According to the report, if oil remains around $100 bbl next year, growth in the Euro area, the UK, and Japan would slow by a few tenths.
However, the bank believes that since the US, Australia, and Brazil have ramped up energy production, this will likely cushion the blow to global growth.
Such price hikes will definitely affect Egypt, as it is highly vulnerable to crude oil price fluctuations, as each $1 increase in the Brent crude’s prices would cost the country EGP 4bn, according to the Finance Ministry. Egypt’s fiscal year 2018/19 budget sets global oil prices at $67 per barrel, while in the 2017/18 budget, the price of an oil barrel globally was set at $55.
The driver behind sky-rocketing crude oil prices
The report cites that the most important near-term driver of oil prices is the supply shock coming out of Iran, as the result of the impending US sanctions. In 2017, Iran exported more than 2.1m barrels per day, and the US administration’s aims to bring that number down to zero.
Although the sanctions are unilateral, they apply to all firms that conduct business in the US, which gives the US the leverage to force other countries to cut their imports of Iranian oil, with China and India together being the main importers of Iranian oil, with almost 60% of Iran’s exports.
Although Indian refiners were exempted from the previous sanctions, it appears that this time they will comply, as refiners from Europe, Korea, Japan, and India have already cut their purchases from Iran, and exports have fallen by 900m barrels per day in the last five months, thus, providing China with the substantial chance to increase its purchases from Iran, possibly at below-market prices.
However, doing so would further escalate China’s trade and broader geopolitical conflict with the US administration.
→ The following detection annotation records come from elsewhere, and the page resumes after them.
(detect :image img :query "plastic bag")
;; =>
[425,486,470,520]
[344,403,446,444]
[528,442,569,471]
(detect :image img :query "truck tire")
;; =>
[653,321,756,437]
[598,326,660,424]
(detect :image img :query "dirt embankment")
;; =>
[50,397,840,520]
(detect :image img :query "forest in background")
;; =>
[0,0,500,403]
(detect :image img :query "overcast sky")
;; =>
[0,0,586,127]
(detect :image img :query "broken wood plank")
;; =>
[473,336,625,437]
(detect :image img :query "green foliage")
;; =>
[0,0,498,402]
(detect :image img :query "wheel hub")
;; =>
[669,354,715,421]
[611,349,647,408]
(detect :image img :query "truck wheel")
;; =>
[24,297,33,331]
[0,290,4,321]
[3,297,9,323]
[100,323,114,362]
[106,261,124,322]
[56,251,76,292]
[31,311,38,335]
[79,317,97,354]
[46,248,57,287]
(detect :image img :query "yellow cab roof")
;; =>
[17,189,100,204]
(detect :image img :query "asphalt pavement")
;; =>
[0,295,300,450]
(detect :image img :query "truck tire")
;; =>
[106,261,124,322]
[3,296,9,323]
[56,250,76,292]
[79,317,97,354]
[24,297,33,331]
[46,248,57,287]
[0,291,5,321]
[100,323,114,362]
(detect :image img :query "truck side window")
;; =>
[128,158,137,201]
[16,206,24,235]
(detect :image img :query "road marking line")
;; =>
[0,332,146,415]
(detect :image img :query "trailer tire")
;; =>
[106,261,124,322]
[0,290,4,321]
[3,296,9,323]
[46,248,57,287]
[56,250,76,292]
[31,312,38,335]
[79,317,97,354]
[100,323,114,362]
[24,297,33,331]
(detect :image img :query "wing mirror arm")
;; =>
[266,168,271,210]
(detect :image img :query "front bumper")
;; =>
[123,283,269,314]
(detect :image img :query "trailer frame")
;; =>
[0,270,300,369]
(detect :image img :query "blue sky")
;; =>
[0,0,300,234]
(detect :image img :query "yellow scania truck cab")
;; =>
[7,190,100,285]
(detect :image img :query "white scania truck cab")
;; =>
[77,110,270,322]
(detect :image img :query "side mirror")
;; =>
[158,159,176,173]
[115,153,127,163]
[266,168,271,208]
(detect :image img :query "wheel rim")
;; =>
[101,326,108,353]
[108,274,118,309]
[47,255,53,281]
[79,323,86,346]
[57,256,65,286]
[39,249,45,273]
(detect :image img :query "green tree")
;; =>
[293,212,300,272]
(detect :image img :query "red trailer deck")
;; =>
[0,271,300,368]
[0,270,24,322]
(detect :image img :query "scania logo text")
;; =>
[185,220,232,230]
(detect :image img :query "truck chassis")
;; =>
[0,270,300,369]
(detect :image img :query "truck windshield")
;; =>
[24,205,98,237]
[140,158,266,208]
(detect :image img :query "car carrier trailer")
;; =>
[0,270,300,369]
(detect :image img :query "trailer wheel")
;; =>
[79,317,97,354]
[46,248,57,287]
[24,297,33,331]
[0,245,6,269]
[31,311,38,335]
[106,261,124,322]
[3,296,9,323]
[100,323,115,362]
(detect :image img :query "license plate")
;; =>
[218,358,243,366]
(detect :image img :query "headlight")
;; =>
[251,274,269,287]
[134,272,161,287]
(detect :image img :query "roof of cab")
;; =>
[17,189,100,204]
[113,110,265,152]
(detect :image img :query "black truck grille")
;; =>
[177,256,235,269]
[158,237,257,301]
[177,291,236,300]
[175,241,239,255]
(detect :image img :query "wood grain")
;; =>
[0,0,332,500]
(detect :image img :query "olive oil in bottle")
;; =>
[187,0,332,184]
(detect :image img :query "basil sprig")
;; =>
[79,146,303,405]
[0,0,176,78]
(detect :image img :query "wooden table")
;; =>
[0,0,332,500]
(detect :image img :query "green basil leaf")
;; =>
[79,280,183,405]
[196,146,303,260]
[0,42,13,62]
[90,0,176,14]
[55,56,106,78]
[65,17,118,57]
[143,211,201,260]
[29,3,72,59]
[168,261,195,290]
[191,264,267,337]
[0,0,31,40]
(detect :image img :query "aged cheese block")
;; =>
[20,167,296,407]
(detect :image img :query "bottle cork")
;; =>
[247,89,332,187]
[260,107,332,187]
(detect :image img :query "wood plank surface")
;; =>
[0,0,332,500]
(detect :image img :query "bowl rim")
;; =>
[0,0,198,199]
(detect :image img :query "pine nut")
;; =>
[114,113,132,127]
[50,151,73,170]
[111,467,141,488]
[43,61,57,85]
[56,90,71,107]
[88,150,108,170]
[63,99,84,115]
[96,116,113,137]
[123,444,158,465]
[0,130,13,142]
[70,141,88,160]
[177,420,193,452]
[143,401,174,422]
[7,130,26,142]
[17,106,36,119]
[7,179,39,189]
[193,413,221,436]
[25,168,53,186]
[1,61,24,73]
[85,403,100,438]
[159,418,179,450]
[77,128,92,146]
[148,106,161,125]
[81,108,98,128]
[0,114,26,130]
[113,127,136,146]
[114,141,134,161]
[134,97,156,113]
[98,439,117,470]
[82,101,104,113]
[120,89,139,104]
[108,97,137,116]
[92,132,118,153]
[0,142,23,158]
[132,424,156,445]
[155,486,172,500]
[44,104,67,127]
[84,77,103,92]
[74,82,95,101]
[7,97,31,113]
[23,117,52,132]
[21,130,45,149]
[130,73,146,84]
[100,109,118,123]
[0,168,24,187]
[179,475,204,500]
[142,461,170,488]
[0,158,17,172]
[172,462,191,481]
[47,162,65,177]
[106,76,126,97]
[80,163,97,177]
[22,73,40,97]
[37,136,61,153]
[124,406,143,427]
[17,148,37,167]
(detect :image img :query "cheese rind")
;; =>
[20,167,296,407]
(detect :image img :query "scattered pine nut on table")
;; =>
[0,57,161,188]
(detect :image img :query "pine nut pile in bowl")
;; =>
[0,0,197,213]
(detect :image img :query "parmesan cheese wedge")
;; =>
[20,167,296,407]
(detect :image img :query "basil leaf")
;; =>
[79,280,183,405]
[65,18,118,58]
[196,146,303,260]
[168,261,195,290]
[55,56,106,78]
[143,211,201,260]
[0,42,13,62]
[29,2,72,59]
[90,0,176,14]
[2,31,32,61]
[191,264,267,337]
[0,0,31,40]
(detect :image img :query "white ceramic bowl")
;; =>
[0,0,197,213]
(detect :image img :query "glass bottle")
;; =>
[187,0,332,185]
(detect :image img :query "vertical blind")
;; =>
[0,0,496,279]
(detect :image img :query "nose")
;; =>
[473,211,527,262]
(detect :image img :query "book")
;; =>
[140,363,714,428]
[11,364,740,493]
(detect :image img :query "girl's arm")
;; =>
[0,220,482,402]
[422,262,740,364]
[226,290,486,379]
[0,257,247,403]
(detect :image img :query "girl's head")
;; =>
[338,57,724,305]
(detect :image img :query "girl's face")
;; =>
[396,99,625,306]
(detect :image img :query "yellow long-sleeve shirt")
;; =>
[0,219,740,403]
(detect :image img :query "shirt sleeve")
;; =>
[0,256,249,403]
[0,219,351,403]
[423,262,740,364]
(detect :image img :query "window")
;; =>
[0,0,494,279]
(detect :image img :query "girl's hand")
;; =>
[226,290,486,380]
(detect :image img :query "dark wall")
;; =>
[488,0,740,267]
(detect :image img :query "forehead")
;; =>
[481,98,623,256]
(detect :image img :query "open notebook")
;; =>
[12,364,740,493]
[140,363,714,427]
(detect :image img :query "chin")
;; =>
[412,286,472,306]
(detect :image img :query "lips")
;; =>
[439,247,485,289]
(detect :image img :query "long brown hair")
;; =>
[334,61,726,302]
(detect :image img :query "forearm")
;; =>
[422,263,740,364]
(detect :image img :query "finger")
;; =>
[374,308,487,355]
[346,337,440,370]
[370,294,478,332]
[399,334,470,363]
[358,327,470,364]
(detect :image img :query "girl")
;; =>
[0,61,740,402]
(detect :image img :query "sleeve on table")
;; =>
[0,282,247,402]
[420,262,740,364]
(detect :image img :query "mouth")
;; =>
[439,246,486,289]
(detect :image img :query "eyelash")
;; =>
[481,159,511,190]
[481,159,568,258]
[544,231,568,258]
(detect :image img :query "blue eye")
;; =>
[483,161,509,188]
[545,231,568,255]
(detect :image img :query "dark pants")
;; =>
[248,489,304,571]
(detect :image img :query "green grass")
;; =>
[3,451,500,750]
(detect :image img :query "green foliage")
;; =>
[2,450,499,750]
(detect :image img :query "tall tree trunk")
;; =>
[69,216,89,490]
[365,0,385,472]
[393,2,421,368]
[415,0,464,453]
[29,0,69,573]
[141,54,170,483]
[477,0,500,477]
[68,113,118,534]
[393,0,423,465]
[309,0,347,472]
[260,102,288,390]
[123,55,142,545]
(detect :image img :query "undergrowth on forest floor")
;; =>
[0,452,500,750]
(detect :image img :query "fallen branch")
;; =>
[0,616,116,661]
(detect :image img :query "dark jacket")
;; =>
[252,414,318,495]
The report indicates that China will possibly take a middle course, maintaining its current imports from Iran, defying the sanctions, but without increasing the volume of imports. News reports suggest that China is increasing its crude oil imports from West Africa, to compensate for import cuts from the US, and possibly Iran.
Moreover, the collapse of the Venezuelan economy is another factor in price hikes, as oil production has fallen by more than a third from its 2016 level and, barring a brief interlude in 2002, is at its lowest level since the 1940s.
On the other hand, US shale producers are hitting infrastructure and labour supply bottlenecks. All these factors limit the ability of the other OPEC members (notably Saudi Arabia and Russia) to curtail the rise in oil prices by increasing production.
The report concludes that higher oil prices seem inevitable and, in our view, $100 per barrel is easily within reach.